Brakk…
Krakk-krak… bummm…
“Hoiii, apa-apaan kalian…?!”
“Ada seseorang yang mengganggu, Pak!” teriak seorang pekerja.
Satu bagian dari kerangka yang sudah didirikan berderak tumbang, menyusul satu bagian lainnya. Sontak beberapa orang yang bertugas membabat pepohonan sama menghentikan kegiatan mereka.
“Itu dia! Kejar…!” teriak seorang lainnya.
Berpikir jika yang mengganggu pekerjaan mereka lebih dari satu—dan belum mengetahui jika sosok itu ternyata seorang bocah belasan tahun—semua pekerja sama waspada. Tidak ada lagi bunyi gergaji mesin yang terdengar. Berganti hiruk pikuk dari teriakan sejumlah mulut, mengejar Aryan.
“Hutan ini, rumahku. Tanah ini, jalanku. Kejar aku jika kalian sanggup…!” tawa Aryan seorang diri.
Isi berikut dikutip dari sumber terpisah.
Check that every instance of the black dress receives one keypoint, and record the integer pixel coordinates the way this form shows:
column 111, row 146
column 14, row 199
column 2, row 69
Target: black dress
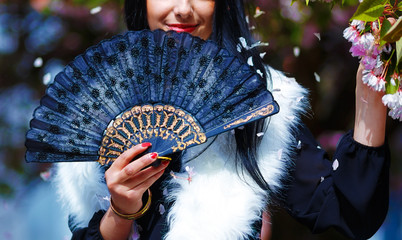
column 349, row 193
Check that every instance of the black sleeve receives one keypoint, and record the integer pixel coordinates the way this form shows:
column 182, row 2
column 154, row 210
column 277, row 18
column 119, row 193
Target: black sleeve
column 92, row 232
column 350, row 193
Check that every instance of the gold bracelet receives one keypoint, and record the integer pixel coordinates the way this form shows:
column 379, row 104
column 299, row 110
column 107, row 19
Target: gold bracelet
column 165, row 158
column 136, row 215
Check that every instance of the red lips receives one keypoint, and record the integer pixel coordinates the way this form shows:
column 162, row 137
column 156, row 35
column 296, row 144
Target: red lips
column 182, row 27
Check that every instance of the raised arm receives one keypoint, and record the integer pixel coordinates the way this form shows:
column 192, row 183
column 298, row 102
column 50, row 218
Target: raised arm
column 370, row 115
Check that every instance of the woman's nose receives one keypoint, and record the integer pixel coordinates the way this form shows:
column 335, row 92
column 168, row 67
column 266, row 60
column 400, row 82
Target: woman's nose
column 183, row 8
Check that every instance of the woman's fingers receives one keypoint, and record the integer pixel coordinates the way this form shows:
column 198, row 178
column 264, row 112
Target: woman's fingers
column 145, row 174
column 127, row 156
column 134, row 167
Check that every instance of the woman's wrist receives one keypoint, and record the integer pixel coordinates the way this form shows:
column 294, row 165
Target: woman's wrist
column 113, row 227
column 370, row 119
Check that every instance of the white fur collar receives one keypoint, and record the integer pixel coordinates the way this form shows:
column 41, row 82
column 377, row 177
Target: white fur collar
column 217, row 204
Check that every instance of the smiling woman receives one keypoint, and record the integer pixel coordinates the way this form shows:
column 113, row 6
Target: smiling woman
column 192, row 16
column 230, row 180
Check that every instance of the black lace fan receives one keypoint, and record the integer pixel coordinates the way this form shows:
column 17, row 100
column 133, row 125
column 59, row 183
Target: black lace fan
column 171, row 89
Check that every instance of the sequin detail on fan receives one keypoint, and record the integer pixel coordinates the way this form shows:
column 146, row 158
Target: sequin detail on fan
column 157, row 123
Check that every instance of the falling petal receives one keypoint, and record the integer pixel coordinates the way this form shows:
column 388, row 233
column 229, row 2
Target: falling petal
column 47, row 78
column 279, row 153
column 258, row 12
column 299, row 145
column 46, row 175
column 38, row 62
column 260, row 44
column 161, row 209
column 299, row 99
column 318, row 35
column 335, row 164
column 250, row 61
column 291, row 118
column 96, row 10
column 296, row 51
column 317, row 77
column 243, row 42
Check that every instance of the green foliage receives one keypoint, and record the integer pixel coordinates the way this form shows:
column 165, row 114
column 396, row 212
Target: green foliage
column 385, row 27
column 370, row 10
column 398, row 54
column 394, row 33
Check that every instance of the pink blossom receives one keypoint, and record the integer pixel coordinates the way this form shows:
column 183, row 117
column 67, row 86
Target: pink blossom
column 351, row 34
column 368, row 62
column 394, row 103
column 363, row 45
column 375, row 82
column 359, row 25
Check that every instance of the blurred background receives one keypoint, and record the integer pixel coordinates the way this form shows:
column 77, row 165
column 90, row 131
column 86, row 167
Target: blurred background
column 39, row 37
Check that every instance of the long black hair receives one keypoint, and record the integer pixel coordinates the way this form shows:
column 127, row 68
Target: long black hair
column 229, row 25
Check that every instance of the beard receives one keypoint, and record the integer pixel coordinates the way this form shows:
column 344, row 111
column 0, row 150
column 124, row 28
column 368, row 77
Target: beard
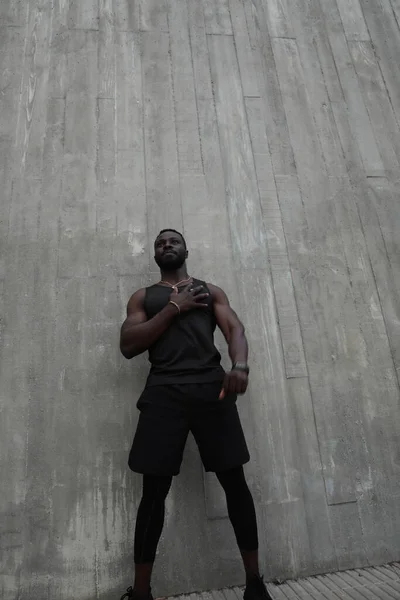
column 170, row 262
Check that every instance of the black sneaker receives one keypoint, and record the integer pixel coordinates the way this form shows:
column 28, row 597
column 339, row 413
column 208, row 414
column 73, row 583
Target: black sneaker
column 129, row 594
column 256, row 589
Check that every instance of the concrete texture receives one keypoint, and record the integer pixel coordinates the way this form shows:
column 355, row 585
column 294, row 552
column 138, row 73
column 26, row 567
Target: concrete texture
column 359, row 584
column 268, row 131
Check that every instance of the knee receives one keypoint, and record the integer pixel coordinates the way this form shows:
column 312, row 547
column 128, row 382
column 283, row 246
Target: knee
column 233, row 481
column 155, row 488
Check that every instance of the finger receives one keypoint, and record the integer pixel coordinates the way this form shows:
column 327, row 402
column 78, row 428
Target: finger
column 197, row 290
column 200, row 297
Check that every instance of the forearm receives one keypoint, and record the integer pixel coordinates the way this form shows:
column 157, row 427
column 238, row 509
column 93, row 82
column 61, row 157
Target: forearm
column 138, row 338
column 237, row 345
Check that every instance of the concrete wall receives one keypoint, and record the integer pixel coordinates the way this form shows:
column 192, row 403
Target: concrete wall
column 268, row 131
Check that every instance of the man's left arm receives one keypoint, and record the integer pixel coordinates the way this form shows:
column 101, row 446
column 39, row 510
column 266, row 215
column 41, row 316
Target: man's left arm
column 227, row 320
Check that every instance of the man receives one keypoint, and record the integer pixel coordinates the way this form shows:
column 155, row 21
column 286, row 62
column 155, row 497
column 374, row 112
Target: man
column 187, row 390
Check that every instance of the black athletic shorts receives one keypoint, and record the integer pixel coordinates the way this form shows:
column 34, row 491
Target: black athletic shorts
column 169, row 412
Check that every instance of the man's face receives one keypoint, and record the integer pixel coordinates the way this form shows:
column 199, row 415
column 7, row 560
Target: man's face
column 169, row 251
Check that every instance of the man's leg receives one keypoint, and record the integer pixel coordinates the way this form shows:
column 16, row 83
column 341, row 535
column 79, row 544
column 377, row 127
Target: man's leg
column 242, row 515
column 149, row 525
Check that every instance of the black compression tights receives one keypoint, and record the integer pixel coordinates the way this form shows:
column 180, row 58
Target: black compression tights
column 150, row 516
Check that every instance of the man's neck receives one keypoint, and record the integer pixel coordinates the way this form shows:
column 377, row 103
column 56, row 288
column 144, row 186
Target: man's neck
column 174, row 277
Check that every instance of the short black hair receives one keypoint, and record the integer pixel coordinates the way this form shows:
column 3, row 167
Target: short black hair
column 175, row 231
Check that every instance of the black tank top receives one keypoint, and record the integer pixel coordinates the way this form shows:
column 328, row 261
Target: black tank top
column 185, row 353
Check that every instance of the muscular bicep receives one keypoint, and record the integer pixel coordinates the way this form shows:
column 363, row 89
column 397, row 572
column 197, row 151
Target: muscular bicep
column 227, row 319
column 135, row 313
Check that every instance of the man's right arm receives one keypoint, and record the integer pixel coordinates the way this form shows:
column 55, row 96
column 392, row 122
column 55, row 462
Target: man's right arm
column 138, row 333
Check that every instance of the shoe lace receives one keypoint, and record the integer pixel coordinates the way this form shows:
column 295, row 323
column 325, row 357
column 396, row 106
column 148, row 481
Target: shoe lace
column 128, row 594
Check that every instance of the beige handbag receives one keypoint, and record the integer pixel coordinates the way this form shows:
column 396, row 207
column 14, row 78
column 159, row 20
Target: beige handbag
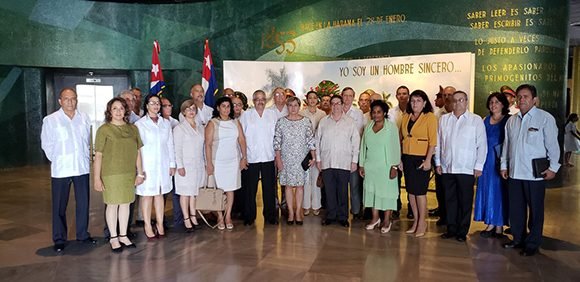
column 210, row 199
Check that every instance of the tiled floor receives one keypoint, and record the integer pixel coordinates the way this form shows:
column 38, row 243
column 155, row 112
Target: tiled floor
column 277, row 253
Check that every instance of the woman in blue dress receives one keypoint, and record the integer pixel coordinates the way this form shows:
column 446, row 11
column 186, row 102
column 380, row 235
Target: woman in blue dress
column 491, row 195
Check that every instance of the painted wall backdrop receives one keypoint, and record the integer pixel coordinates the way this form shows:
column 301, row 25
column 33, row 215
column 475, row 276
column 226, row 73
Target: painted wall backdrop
column 514, row 42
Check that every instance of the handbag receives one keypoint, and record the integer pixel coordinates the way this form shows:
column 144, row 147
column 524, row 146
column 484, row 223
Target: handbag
column 210, row 198
column 306, row 161
column 393, row 173
column 319, row 181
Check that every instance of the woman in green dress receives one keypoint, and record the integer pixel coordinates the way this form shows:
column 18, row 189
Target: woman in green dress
column 380, row 153
column 118, row 169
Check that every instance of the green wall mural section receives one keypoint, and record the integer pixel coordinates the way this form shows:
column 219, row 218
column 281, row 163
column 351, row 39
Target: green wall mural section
column 514, row 42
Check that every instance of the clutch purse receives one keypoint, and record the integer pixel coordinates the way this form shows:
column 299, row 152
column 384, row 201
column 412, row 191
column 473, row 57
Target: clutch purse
column 306, row 161
column 540, row 165
column 393, row 173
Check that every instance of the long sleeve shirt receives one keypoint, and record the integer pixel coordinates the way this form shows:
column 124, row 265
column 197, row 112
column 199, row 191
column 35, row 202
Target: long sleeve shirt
column 337, row 142
column 259, row 132
column 527, row 137
column 461, row 143
column 65, row 142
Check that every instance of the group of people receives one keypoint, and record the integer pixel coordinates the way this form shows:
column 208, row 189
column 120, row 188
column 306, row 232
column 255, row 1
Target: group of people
column 328, row 143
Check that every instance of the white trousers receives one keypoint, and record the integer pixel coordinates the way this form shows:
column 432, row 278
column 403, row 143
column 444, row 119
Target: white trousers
column 312, row 192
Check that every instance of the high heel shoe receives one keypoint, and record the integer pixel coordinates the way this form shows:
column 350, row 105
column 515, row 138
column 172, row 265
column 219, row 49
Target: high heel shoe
column 188, row 229
column 159, row 234
column 152, row 237
column 116, row 250
column 373, row 225
column 386, row 229
column 130, row 246
column 196, row 225
column 420, row 233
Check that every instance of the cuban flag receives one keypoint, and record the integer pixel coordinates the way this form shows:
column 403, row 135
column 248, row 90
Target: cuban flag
column 208, row 79
column 156, row 85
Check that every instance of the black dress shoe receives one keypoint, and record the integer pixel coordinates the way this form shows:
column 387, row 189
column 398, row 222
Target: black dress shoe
column 89, row 240
column 434, row 212
column 130, row 246
column 59, row 248
column 513, row 245
column 327, row 221
column 131, row 235
column 528, row 252
column 447, row 235
column 441, row 222
column 486, row 233
column 395, row 215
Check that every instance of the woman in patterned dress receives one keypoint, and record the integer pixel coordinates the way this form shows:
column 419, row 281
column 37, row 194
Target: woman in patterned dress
column 293, row 140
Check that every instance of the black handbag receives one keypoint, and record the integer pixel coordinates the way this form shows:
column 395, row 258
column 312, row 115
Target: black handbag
column 306, row 162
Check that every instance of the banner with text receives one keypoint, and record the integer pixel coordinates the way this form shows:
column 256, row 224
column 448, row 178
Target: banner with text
column 382, row 75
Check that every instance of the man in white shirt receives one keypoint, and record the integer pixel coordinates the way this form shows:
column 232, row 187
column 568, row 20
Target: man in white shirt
column 279, row 106
column 65, row 140
column 130, row 99
column 355, row 179
column 259, row 124
column 204, row 112
column 444, row 103
column 166, row 110
column 531, row 134
column 459, row 157
column 338, row 141
column 395, row 115
column 439, row 104
column 364, row 99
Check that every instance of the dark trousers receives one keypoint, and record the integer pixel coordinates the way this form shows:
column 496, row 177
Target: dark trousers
column 336, row 190
column 440, row 194
column 250, row 178
column 527, row 195
column 458, row 201
column 60, row 195
column 356, row 187
column 399, row 202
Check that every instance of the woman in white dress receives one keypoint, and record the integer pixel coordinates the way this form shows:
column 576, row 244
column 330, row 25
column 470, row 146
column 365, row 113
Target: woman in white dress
column 225, row 148
column 312, row 193
column 571, row 139
column 158, row 159
column 189, row 138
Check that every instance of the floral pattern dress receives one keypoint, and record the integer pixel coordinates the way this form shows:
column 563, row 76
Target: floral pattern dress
column 294, row 139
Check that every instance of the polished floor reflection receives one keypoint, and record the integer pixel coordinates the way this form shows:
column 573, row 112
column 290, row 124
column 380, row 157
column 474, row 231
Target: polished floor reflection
column 277, row 253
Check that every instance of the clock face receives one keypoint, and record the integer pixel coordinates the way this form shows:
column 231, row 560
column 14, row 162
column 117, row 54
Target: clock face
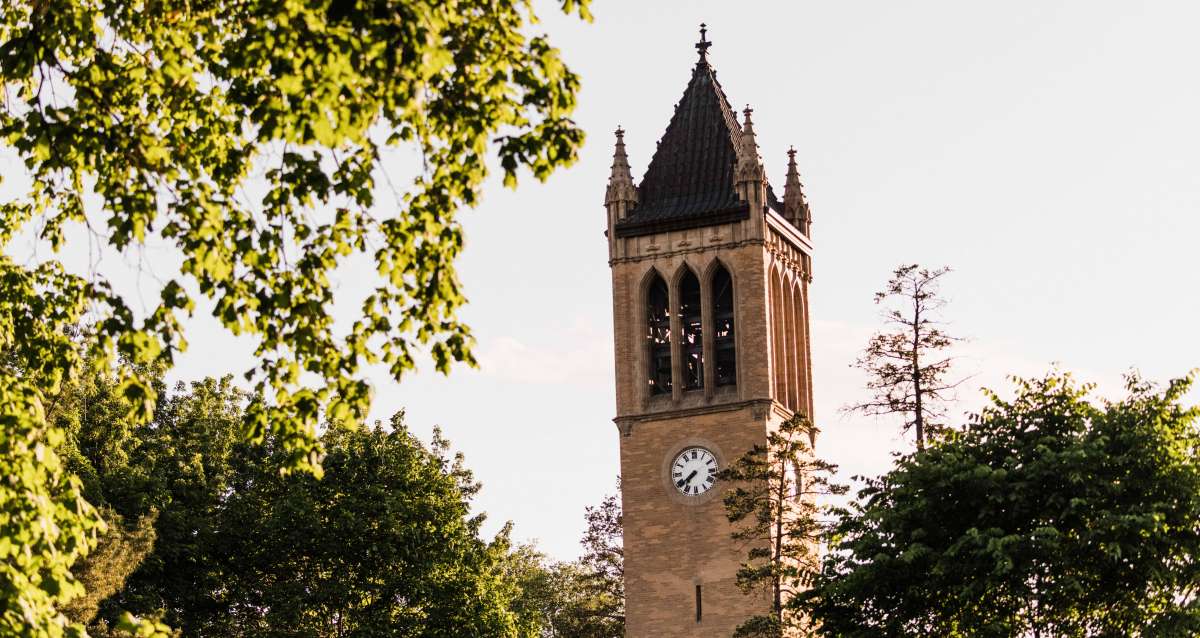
column 694, row 471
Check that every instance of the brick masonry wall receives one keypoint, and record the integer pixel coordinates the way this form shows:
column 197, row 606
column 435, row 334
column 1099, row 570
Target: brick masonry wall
column 676, row 542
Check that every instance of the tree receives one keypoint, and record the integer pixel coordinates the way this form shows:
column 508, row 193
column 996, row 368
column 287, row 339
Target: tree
column 384, row 543
column 250, row 137
column 774, row 511
column 583, row 599
column 901, row 375
column 226, row 545
column 1049, row 515
column 604, row 563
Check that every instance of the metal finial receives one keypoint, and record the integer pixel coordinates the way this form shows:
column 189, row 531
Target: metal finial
column 702, row 46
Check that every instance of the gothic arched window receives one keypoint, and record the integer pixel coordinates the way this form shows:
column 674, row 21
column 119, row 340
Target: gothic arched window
column 693, row 336
column 659, row 337
column 723, row 323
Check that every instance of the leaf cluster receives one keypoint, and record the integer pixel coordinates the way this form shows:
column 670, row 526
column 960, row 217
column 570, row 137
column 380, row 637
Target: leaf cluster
column 1049, row 515
column 249, row 136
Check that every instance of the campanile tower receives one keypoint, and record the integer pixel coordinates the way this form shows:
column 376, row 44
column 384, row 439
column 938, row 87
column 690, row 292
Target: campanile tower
column 711, row 275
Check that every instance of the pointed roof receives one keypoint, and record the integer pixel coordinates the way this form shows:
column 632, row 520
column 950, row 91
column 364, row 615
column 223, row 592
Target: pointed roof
column 689, row 181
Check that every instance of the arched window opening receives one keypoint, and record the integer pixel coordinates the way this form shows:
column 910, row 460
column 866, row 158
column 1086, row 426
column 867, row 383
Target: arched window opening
column 659, row 336
column 693, row 337
column 723, row 321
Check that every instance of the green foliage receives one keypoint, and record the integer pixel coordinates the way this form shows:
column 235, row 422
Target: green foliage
column 774, row 511
column 1049, row 515
column 249, row 136
column 907, row 373
column 103, row 572
column 583, row 599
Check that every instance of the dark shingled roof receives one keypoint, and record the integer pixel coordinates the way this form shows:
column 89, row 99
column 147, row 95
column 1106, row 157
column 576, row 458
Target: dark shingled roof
column 689, row 182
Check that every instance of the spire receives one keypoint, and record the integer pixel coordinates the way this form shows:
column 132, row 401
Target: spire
column 691, row 172
column 749, row 162
column 621, row 181
column 796, row 209
column 703, row 44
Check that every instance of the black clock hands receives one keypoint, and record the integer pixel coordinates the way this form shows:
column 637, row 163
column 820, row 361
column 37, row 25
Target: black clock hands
column 684, row 481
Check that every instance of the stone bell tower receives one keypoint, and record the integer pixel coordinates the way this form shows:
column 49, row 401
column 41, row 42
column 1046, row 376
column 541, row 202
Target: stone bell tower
column 711, row 274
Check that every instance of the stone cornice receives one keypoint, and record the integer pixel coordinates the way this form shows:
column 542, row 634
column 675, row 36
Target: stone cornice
column 761, row 405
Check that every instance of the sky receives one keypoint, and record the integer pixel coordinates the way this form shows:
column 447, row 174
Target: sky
column 1048, row 151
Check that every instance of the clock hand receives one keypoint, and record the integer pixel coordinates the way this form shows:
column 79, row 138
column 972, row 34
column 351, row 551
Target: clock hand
column 684, row 481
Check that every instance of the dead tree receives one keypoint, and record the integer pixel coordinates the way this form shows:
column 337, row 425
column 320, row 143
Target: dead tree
column 907, row 366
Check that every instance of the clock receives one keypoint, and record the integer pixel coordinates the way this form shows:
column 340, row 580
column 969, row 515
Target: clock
column 694, row 471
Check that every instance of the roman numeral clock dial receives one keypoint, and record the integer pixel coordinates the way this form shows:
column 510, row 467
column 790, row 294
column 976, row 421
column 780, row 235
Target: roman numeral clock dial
column 694, row 471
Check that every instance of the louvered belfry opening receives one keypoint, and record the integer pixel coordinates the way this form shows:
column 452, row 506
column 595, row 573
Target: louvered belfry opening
column 693, row 337
column 725, row 357
column 659, row 336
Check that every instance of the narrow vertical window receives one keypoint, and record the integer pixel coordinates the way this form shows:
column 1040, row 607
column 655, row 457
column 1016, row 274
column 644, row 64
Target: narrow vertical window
column 693, row 342
column 659, row 337
column 725, row 357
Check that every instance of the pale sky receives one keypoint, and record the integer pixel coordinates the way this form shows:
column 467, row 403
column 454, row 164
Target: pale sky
column 1048, row 151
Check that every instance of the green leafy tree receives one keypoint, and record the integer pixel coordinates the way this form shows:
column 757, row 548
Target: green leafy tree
column 582, row 599
column 1049, row 515
column 773, row 506
column 250, row 136
column 604, row 572
column 118, row 554
column 907, row 371
column 384, row 543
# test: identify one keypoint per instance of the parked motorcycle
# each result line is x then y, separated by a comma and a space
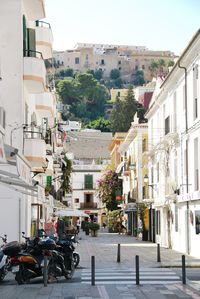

Terbukti, para pekerja dan sejumlah preman berpakaian ala aparat negeri cukup kesulitan menyusul Aryan. Alih-alih untuk menangkap bocah tersebut.
Bagi Aryan, kelebatan hutan bukan penghalang lincahnya langkah kaki meski gelap malam menyelubungi sekalipun. Berlari memasuki kegelapan, menghindar, dan muncul lagi dari sisi yang lain. Memutus ikatan simpul dari kerangka-kerangka bangunan, merobohkannya, dan kembali menghilang ke dalam gelapnya malam.